Her frown became deeper, her voice angrier. “Excuse me?”
Perhaps she didn’t understand him. He spoke slower and louder, “Your tribe. Are. You. Crow?”
“I. Am. Not. Deaf.” She patted her thigh. “Franny come. Get away from him.”
The little dog with the pushed-in face and bug eyes jumped and wagged its curly little tail harder as if in defiance of her owner’s orders. What’s with this so-ugly-it’s-cute creature, anyway?
“Franny! Come here.” The little dog plopped on its haunches and looked back and forth between the disturbingly familiar woman and him as if trying to decide which way to go.
Lucius stood and stretched, still trying to reconcile this woman’s ability to see him and her uncanny resemblance to the woman he’d loved and lost.

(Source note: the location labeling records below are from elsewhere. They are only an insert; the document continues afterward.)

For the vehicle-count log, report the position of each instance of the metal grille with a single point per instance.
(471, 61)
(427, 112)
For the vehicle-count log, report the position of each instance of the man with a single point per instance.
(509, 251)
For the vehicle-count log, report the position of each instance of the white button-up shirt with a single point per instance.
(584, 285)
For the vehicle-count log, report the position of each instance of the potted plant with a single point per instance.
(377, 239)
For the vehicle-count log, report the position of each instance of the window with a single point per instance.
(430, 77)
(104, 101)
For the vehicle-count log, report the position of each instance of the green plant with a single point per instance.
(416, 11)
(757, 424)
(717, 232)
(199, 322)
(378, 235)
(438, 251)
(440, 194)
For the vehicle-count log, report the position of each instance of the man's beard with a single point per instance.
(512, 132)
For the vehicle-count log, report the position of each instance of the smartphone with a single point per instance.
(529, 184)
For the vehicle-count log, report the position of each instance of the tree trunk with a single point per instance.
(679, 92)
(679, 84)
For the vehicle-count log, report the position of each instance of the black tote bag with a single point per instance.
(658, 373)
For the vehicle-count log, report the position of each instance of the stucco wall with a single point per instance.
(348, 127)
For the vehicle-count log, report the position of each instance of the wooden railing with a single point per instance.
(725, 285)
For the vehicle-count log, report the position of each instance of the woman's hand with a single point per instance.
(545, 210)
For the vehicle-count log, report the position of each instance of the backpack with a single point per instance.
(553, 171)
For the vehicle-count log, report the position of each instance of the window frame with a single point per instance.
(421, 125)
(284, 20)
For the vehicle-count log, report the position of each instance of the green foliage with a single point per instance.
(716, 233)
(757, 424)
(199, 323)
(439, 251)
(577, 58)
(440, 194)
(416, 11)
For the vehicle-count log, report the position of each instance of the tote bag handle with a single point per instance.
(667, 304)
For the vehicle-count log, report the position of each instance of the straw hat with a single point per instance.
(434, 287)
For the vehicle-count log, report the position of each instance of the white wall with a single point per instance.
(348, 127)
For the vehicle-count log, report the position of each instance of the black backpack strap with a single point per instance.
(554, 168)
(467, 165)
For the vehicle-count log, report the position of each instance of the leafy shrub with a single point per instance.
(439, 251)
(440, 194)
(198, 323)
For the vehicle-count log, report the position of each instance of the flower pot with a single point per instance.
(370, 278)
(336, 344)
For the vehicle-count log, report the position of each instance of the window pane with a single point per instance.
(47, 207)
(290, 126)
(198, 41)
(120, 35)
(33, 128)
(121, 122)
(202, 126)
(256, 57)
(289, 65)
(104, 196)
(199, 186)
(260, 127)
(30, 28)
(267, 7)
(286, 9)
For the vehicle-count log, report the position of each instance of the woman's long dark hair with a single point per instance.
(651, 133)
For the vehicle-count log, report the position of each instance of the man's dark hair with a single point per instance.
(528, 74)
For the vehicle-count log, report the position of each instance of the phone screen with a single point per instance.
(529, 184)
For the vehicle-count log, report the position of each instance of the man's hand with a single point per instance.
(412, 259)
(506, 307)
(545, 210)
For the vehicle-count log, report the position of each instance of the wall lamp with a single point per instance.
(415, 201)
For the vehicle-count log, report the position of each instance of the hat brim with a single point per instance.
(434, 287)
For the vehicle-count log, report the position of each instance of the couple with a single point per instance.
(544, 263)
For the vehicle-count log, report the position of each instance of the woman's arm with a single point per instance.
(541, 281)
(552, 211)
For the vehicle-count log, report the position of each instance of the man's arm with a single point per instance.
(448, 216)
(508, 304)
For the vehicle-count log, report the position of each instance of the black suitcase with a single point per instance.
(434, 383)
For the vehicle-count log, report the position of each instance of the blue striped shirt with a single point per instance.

“Don’t you come near me.” She backed up to the desk, hands scrabbling on the mahogany surface. “Or I’ll, I’ll—”
“What? Hit me?” He laughed at her surprised expression—the mirror image of Mourning Dove’s wide-eyed, open-mouthed look when he’d proposed to her. “Throw something at me. Please.” He almost hoped he’d get smacked so he could feel something. Anything was better than this nothingness. A book flew at his head—and sailed through him, bouncing off the wall and landing on the floor.
Mouth agape, the woman stared from him to the book and back to him again. “You’re a ghost.”
“Not exactly. Shall we start over?” He leaned against the wall and folded his arms across his chest. “After a hundred years of being invisible to everyone except you, I’d like to know who you are and what you’re doing here.”
“Of course. Why not? Could today get any weirder?” She sank into the desk chair, shook her head, and sighed. “My name is Tallulah Thompson. I’m a hotel inspector, hired by the current owner as a consultant to find out why the renovations are delayed and what he needs to do to fix it. He’s teetering on the brink of bankruptcy.”
“What tribe are you?”
She jerked her head up and those doggone lapis lazuli eyes of hers sparked as if she’d strike him with lightning and kill him with one look. “No one asks that. It’s not politically correct.”
“Well, I guess you haven’t been talking to the right people. And I don’t know what you mean by that last part. I’ve never been involved in politics.”
“Nowadays, it’s considered rude to ask about another person’s national origins.” She threw her hands up. “Why am I giving a ghost an etiquette lesson? What am I thinking?”
“The Crow gal who cleans this place can feel me but never hears or sees me. You can. How is that possible?”
Tallulah wrapped her arms around her shoulders and shuddered as if chilled. “I’m Choctaw. My grandmother is a Medicine Woman. I see…things.”